German President Joachim Gauck told Der Spiegel this week that he will not be attending the 2014 Winter Olympics in Sochi, Russia in reaction to the nation’s oppression of political opposition. With talk of boycotts and protests surrounding the Games, who might follow Gauck’s lead?
Gauck, whose office is in large part symbolic under the more active power of Chancellor Angela Merkel, told the German newspaper that he “did not want his cancellation interpreted as disapproval of his country’s athletes” but as a disapproval of the Russian government. Gauck has yet to visit Russia despite attending a number of Olympic games in his career and made his boycott declaration a broad one against political oppression–this in contrast to many who have called for a boycott specifically against Russia’s “gay propaganda” law that bans pride parades and any public information about LGBT people.
Gauck becomes the first major international political figure to bow out of the games, and while Merkel has spoken against boycotting the Games on the athletes’ behalf, her presence there is as of now unconfirmed.

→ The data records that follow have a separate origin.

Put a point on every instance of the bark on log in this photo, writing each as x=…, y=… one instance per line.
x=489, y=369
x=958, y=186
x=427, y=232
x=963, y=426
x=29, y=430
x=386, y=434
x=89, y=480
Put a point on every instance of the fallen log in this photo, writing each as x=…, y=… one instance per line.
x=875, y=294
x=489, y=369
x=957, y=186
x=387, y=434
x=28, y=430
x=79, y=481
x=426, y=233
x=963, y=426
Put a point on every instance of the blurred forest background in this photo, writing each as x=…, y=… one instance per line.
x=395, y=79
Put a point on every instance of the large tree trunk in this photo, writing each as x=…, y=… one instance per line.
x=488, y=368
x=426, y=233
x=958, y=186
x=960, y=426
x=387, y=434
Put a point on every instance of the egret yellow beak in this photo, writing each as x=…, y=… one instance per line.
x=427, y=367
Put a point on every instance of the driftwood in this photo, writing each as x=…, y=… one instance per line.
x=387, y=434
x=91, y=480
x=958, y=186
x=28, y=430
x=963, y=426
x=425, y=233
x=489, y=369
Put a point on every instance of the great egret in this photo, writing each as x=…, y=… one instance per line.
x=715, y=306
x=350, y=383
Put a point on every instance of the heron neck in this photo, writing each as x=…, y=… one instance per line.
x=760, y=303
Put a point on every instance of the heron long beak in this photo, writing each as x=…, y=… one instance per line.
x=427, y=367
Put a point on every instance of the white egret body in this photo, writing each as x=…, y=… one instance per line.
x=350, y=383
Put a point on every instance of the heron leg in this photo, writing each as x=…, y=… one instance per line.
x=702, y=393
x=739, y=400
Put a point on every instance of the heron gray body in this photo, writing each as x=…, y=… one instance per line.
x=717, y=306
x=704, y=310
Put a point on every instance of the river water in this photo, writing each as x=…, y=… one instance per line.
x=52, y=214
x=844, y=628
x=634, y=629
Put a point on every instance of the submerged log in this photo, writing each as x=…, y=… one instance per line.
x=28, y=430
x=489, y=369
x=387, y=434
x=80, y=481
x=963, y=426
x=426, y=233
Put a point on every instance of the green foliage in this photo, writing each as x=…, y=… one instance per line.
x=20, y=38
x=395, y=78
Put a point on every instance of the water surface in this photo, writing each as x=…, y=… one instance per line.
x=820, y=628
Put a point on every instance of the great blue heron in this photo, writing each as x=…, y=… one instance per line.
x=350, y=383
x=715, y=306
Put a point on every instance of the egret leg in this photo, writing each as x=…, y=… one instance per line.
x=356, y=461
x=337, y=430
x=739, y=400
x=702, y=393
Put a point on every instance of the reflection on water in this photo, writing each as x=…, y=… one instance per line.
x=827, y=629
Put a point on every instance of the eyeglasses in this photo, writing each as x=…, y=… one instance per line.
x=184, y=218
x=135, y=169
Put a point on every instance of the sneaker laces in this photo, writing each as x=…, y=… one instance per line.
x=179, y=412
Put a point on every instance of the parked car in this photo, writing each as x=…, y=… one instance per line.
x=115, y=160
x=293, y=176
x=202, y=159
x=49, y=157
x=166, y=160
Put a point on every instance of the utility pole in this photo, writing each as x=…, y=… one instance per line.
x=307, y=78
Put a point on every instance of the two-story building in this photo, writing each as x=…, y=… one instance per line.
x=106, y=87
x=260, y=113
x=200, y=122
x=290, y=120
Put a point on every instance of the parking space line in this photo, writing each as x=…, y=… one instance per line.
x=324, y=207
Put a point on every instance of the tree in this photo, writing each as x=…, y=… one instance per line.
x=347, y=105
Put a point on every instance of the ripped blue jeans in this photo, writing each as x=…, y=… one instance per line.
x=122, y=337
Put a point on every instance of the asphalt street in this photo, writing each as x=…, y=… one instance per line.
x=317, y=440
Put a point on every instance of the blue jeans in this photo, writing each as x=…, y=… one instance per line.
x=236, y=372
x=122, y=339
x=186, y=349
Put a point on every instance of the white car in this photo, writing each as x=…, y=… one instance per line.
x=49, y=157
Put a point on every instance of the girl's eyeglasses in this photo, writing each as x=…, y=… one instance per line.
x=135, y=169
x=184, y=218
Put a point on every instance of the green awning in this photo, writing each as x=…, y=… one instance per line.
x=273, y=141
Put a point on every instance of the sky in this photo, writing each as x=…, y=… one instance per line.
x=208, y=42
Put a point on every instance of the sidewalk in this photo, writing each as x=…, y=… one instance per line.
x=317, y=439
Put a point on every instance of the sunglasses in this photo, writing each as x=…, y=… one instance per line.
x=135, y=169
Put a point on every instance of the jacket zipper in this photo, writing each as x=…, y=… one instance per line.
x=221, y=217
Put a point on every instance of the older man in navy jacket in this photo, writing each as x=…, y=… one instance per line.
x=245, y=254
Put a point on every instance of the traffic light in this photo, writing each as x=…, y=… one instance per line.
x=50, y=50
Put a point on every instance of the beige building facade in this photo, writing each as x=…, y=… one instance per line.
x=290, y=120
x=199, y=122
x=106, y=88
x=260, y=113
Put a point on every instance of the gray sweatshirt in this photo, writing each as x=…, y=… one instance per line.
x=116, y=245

The Russian government almost immediately reacted to the slight. As the Associated Press reports, the head of the lower house of the Duma, Alexei Pushkov, tweeted condemning Gauck’s move as hypocrisy when “Gauck never condemned the killing of children and women in Pakistan and Afghanistan.”
Gauck’s boycott raises once again the question of whether boycotting the Olympics is the optimum way to raise awareness and condemn the abuses of the Russian government. In so doing, Gauck also places the ball in the court of every other world leader who claims to support human rights and who has been outspoken against the keeping of political prisoners and silencing of opposition in Russia.
Gauck is taking a stand against a regime guilty of a litany of violations. According to a 2012 report from the U.S. State Department, Vladimir Putin’s government faces, among other violations, “allegations of torture and excessive force by law enforcement officials; life-threatening prison conditions; interference in the judiciary and the right to a fair trial; abridgement of the right to privacy; restrictions on minority religions; widespread corruption; societal and official intimidation of civil society and labor activists; limitations on the rights of workers; trafficking in persons; attacks on migrants and select religious and ethnic minorities; and discrimination against and limitation of the rights of lesbian, gay,bisexual, and transgender (LGBT) persons.”
As a leader of a free Western nation, Gauck certainly must have felt the pressure to take a stand against these violations. He must also, as many leaders who have discussed the matter have noted, have taken into account the need to provide athletes with the opportunity to shine in the world’s greatest arena.
Having world leaders– and not athletic teams– boycott the Games comes closest to a win-win situation for human rights. Of those supporting the athletes’ right to participate in the Games, figure skater Johnny Weir has articulated the reasons against making the athletes step away from the competition the best: “People make their own futures, and should a government or sponsor steal that future… it is, as an athlete, the death and total demolition of a lifetime of work.” The only people hurt by a country refusing to send their athletes to compete are the athletes.
But their presence at the Olympics Games does not require that of their country’s leaders, the only truly political figures with a place at the table for the Olympics. Gauck’s absence in Sochi will not hurt the German Olympic team, but it will send the right message: Germany will not stand for Russia’s human rights abuses, and refuses to engage politically with a regime behaving illegitimately.
It also sends the message that Germany respects its athletes enough to not deny them a chance at global superstardom because of political abuses far out of their hands. Judging from Russia’s reaction, it stings just as much for them.